Una volta la speculazione era “una” delle componenti dell’economia e rappresentava un aspetto fisiologico del sistema, soprattutto se relegata agli ambienti finanziari e valutari, al momento degli “scambi” e dei flussi monetari nei mercati nazionali e, ancor di più, internazionali. A suo modo, aveva anche una sua funzione, regolatrice e complementare, rispetto alle altre dinamiche di mercato e, volendo, questo tipo di “speculazione” manteneva ancora un’identità “neutra”, come parola e come concetto. Non assumeva, come oggi invece accade, una connotazione, percepita e reale, assolutamente negativa, a volte nefasta e addirittura spregevole.

La speculazione, quella “brutta”, quella che può rappresentare un “cancro” nei sistemi economici di tutti i Paesi del mondo, è quella che va a braccetto con un’asimmetria informativa basata non più sulle conoscenze, lo studio, l’impegno e un lavoro certosino di analisi dei fatti e delle dinamiche sociali, politiche ed economiche, bensì sul “possesso” dell’informazione, delle sue fonti, dei suoi mezzi di diffusione. Una speculazione spregevole che si auto alimenta e che sovrasta l’economia reale, comprimendola, umiliandola e spogliandola del suo valore originario, di essere cioè rappresentativa del rapporto tra bisogni delle persone (e delle imprese) e risorse adeguate a soddisfarli, dell’annoso problema dell’ottimale allocazione di risorse limitate per far fronte alle necessità ricorrenti e impellenti degli individui.

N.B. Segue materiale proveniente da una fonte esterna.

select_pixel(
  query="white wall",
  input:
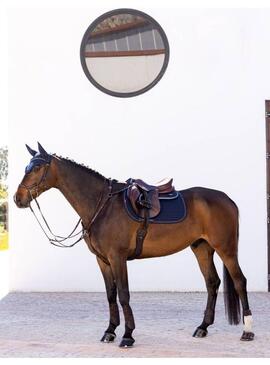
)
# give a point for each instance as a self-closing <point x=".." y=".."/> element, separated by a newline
<point x="204" y="119"/>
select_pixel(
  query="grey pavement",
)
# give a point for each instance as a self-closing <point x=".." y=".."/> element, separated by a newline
<point x="71" y="324"/>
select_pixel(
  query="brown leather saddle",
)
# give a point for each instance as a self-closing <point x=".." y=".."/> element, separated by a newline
<point x="144" y="199"/>
<point x="144" y="196"/>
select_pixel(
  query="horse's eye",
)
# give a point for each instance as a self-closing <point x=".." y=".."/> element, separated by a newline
<point x="36" y="168"/>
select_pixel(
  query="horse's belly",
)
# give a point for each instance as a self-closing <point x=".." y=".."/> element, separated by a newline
<point x="163" y="240"/>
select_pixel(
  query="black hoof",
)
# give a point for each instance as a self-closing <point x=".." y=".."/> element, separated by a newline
<point x="127" y="342"/>
<point x="108" y="337"/>
<point x="247" y="336"/>
<point x="200" y="333"/>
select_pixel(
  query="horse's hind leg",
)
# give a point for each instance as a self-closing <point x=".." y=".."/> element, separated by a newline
<point x="111" y="290"/>
<point x="204" y="254"/>
<point x="236" y="284"/>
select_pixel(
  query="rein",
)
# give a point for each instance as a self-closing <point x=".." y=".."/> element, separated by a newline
<point x="58" y="240"/>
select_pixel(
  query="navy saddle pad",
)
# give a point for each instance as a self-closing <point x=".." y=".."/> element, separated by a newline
<point x="172" y="208"/>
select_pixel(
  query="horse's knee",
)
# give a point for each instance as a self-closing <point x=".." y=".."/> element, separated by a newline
<point x="124" y="297"/>
<point x="213" y="284"/>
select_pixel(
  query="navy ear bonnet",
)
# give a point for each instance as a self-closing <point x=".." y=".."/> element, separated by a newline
<point x="40" y="158"/>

Il limite terribile verso il quale a me sembra si stia tendendo in questa epoca storica di enormi difficoltà e di enormi cambiamenti (direi quasi stravolgimenti), è un mondo, un sistema economico, al di fuori dei modelli conosciuti nella letteratura accademica della materia, che va ben oltre le logiche di dominio dei mercati ad opera, ad esempio, di uno o pochi soggetti “forti” (monopolio / oligopolio) o di uno Stato che dirige e decide per ogni aspetto della produzione e dello scambio di beni e servizi e dell’allocazione della ricchezza tra i diversi soggetti dell’economia (modelli economici di stampo socialista/comunista). Siamo di fronte ad un sistema che riconosce, almeno implicitamente, la “supremazia” della finanza, della moneta, sull’economia reale, diretto da chi questa finanza la domina, da chi, attraverso le partecipazioni azionarie ai grandi “mostri” multinazionali, diretta o indiretta (attraverso “mostruose” società di gestione di fondi internazionali di investimento), e la potenza esorbitante del denaro utilizzato “in ogni modo possibile”, riesce ad interferire a qualunque livello, incluso quello politico, per volgere a proprio esclusivo o prevalente vantaggio qualunque decisione, utile a generare nuovo denaro, che sarà nuovo potere, reinvestito nel mantenimento, in perpetuo, del potere stesso. Un castello di carte, quello del denaro, certo. Ma con fondamenta in cemento armato e tanta tanta “colla” usata, ogni giorno, per tenerle insieme, ben salde.